Why agents are expensive: the multiplication effect
A single LLM call bills you once for input and once for output. An agent doesn't. Every step in the loop re-sends the entire context — system prompt, all tool definitions, every prior tool call, every prior tool result. The model has no memory between calls; the loop framework reconstitutes the conversation by replaying it.
Worked example. You build a research agent. Your system prompt is 1,500 tokens (persona, response format, safety rules, output schema). Your tool block defines 12 tools — web_search, fetch_url, summarize, extract_table, save_note, query_db, and so on — totaling 3,500 tokens. That's a 5,000-token static prefix. Add a user task that takes 8 steps to complete with growing trajectory: roughly 800 tokens of tool calls + tool results accumulated per turn.
Naive replay math at $3/1M input on Claude Sonnet 4.6: step 1 sends 5,000 tokens, step 2 sends 5,800, step 3 sends 6,600, all the way to step 8 sending 10,600. Sum: 65,200 input tokens replayed across the loop.

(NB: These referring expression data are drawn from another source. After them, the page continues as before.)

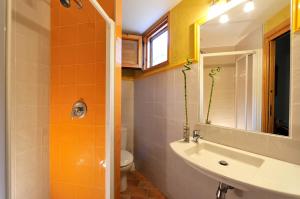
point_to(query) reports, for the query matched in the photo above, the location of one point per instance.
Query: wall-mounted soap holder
(79, 109)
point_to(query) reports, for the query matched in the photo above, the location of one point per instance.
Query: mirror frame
(199, 58)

Add the per-step output (roughly 400 tokens × 8 = 3,200 output tokens at $15/1M) and you bill $0.196 input + $0.048 output = **$0.244 per task**.

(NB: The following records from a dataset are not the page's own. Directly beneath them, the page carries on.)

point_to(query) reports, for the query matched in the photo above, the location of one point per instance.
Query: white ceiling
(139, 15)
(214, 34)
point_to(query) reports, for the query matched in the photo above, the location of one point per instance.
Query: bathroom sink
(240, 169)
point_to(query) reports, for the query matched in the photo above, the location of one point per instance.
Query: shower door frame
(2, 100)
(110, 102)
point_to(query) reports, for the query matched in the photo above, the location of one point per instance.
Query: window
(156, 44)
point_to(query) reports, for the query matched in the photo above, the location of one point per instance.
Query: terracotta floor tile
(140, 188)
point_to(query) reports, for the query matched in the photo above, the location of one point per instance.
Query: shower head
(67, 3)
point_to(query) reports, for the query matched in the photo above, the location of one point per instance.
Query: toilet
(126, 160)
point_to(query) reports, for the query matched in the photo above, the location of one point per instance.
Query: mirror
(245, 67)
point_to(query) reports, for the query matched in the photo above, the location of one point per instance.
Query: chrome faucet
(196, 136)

Now imagine the same task running as a single LLM call on the same model — 5,000 input + 1,000 output = $0.015 + $0.015 = **$0.030**. The agent costs 8x more than a single call for the same final answer. Multiply across 10,000 tasks/day and you're paying $2,440/day for what a non-agentic version would cost $300/day.
This is the multiplication effect: every static byte in your prefix gets re-billed once per step. A 5k prefix on an 8-step task is 40k repeated input tokens before you've sent a single dynamic byte. Fixing this multiplication — not picking a smaller model — is the entire game.